Jesus is a bit more... hmm... demanding in the gospel lesson for Sunday. I like to think that Jesus is indulging in a bit of hyperbole here, since that seems to be one of his favorite teaching techniques. But he does say that when we choose to follow Jesus, this choice will cost us everything. And perhaps it does, but not in precisely the way it seems on first reading. Yes, it is good to give up possessions and to live simply. But all of them? Surely Jesus doesn't mean my bed or my pillow. He couldn't possibly mean that I have to give up my socks and my underwear! What I think is more important here is not the choice to actually give away everything we own to somebody else. Rather, I think what Jesus is telling us is that we must choose to not be attached to our possessions, to not let our possessions own us. Because when it comes down to it, possessions do not give us life. My television does not give me life, nor does my dining room table, nor do my socks. But if I choose to be attached to these things, to give them power over me, then I am choosing a path of spiritual death. And that is hard.

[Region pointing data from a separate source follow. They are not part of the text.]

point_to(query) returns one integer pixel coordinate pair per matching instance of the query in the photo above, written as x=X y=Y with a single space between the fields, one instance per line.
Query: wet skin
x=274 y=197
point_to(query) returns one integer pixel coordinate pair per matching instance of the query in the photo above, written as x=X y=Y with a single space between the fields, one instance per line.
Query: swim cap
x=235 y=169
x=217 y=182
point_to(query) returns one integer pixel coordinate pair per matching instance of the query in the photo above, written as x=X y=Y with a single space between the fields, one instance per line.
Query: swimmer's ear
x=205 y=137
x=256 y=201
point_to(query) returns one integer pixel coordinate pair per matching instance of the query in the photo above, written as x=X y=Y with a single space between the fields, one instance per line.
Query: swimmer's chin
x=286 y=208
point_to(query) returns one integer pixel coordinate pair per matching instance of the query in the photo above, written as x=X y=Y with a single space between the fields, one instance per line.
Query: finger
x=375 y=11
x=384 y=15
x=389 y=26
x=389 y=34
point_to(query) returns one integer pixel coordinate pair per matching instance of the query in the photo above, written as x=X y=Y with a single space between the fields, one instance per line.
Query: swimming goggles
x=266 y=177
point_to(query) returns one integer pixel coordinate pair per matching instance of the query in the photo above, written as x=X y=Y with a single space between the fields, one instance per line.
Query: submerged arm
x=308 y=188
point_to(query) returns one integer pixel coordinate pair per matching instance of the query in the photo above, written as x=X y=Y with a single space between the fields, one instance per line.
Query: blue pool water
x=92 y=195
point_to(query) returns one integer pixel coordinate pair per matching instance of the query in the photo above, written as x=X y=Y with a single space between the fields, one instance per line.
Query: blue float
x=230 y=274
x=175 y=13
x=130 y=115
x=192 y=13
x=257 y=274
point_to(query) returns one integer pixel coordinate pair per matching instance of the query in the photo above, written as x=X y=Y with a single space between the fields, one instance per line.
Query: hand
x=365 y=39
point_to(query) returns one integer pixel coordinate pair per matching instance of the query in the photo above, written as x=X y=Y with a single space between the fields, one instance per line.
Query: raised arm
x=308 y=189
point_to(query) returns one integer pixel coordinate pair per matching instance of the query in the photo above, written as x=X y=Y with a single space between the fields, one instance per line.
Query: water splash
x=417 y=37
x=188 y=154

So today, I am going to try to see myself as that tree, beside the stream of living water. And I will imagine what my leaves will look like - healthy and unwithered - and what kind of fruit I will bear. Am I a weeping willow? A strong oak or maple? Am I a pine tree, with deep roots to withstand the fiercest storms? Am I an apple tree, feeding my friends?

And what kind of tree are you, my friend? How do you choose to let that stream of living water feed you? What do your leaves look like, and what kind of fruit do you bear? I hope that you and I both are able to choose life today - in the words that we choose to speak, in the actions that we choose to take, in the prayers that we choose to pray, in the thoughts that we choose to think. And as we choose life, I pray that God opens us up to those wells of wonder and joy and love and peace that help us to continue to choose life day by day, hour by hour, minute by minute. Choice by choice.